In acute LBP patients, Downie and colleagues [31] and Kongsted and colleagues [32] found a majority of patients recovering (70% [31] and 60% [32], respectively), either rapidly or gradually, and a minority of patients with persistent severe pain (5% [31] and 3% [32], respectively). Similarly, a smaller study in 108 patients with a first episode of acute LBP reported recovery in 67% and persistent severe pain in 7% of patients [33]. These findings are compatible with the two-cluster solution (9% of acute MBP patients with persistent severe pain) in the present study. In chronic LBP patients, Tamcan and colleagues depicted the course of untreated LBP in the general population and did not observe any improvement (defined as ‘marked decrease in pain intensity’ [30]) [34]. Macedo and colleagues analyzed trajectories over one year in 155 chronic LBP patients of all arms of an RCT on the effects of motor control exercises versus a graded activity intervention using cluster analysis [35]. They identified three clusters, which were gradual improvement (‘marked decrease in pain intensity occurring gradually over more than one month’ [30]) with persistent mild pain in 47%, persistent moderate pain in 25% and persistent high pain in 15% of the patients. These clusters compare well with the clusters A-D (persistent minor or mild pain) and the clusters E and F (persistent moderate or high pain) in the present study. In summary, the MBP trajectories observed here are similar to those described for LBP. Acute spinal pain mostly follows a recovery trajectory with a minority of patients developing persistent or fluctuating pain. In contrast, chronic spinal pain recovers in a minority of patients and persists on a mild, moderate or severe pain level in many instances.

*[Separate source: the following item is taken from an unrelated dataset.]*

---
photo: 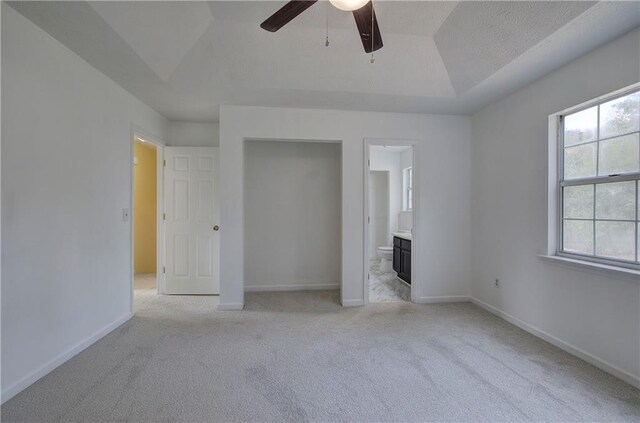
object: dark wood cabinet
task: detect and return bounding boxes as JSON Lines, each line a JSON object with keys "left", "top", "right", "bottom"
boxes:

Factors predictive for poor outcome

Pain duration longer than three months before treatment start was associated with poor outcome in the present study reflected in the patients following an unfavorable trajectory based on NRS data and in the patients reporting no overall improvement in the PGIC, although this association was relatively low, with pain duration explaining 18% (NRS) and 17% (PGIC) of the variance in outcome (R2 = 0.18 and 0.17). In accordance, MBP of longer duration (> 30 days) was associated with a higher incidence rate for sickness absence than acute MBP [10]. Overall, the reported improvement was comparable to that of LBP and NP [18, 36] and the finding of higher percentages of self-reported overall improvement in acute compared to chronic MBP supports previous findings in LBP and NP [18, 36]. Altogether, these findings confirm that longer pain duration is a risk factor for poor outcome of musculoskeletal pain as shown in a systematic review [37].

Limitations

Because the present study design did not include a control group, these data do not allow for drawing any conclusions about the effectiveness of chiropractic treatment. Instead, the data might depict the natural history of MPB. Furthermore, the relatively small number of MPB patients, their heterogeneity with respect to symptom duration and the fact that the MBP patients were recruited from a teaching clinic at a university hospital might limit the generalizability of the present study. Lastly, several factors possibly influencing the course and outcome of MBP, such as other concurrent therapies, medication, pre-existing comorbidities and physical activity were not included in the analysis. With regard to imaging it should be noted that approximately 90% of back problems are non-specific without any pathoanatomical cause that would be identifiable using imaging [38]. Therefore, guidelines discourage from routine imaging in these patients [39].

Conclusion

This study is a first step towards identifying trajectories in MBP, which were shown to be comparable to those of LBP. Pain duration longer than three months emerged as main risk factor for poor outcome. These findings support the notion that LBP and MBP belong to the same general disorder, which needs being confirmed in larger studies in the future.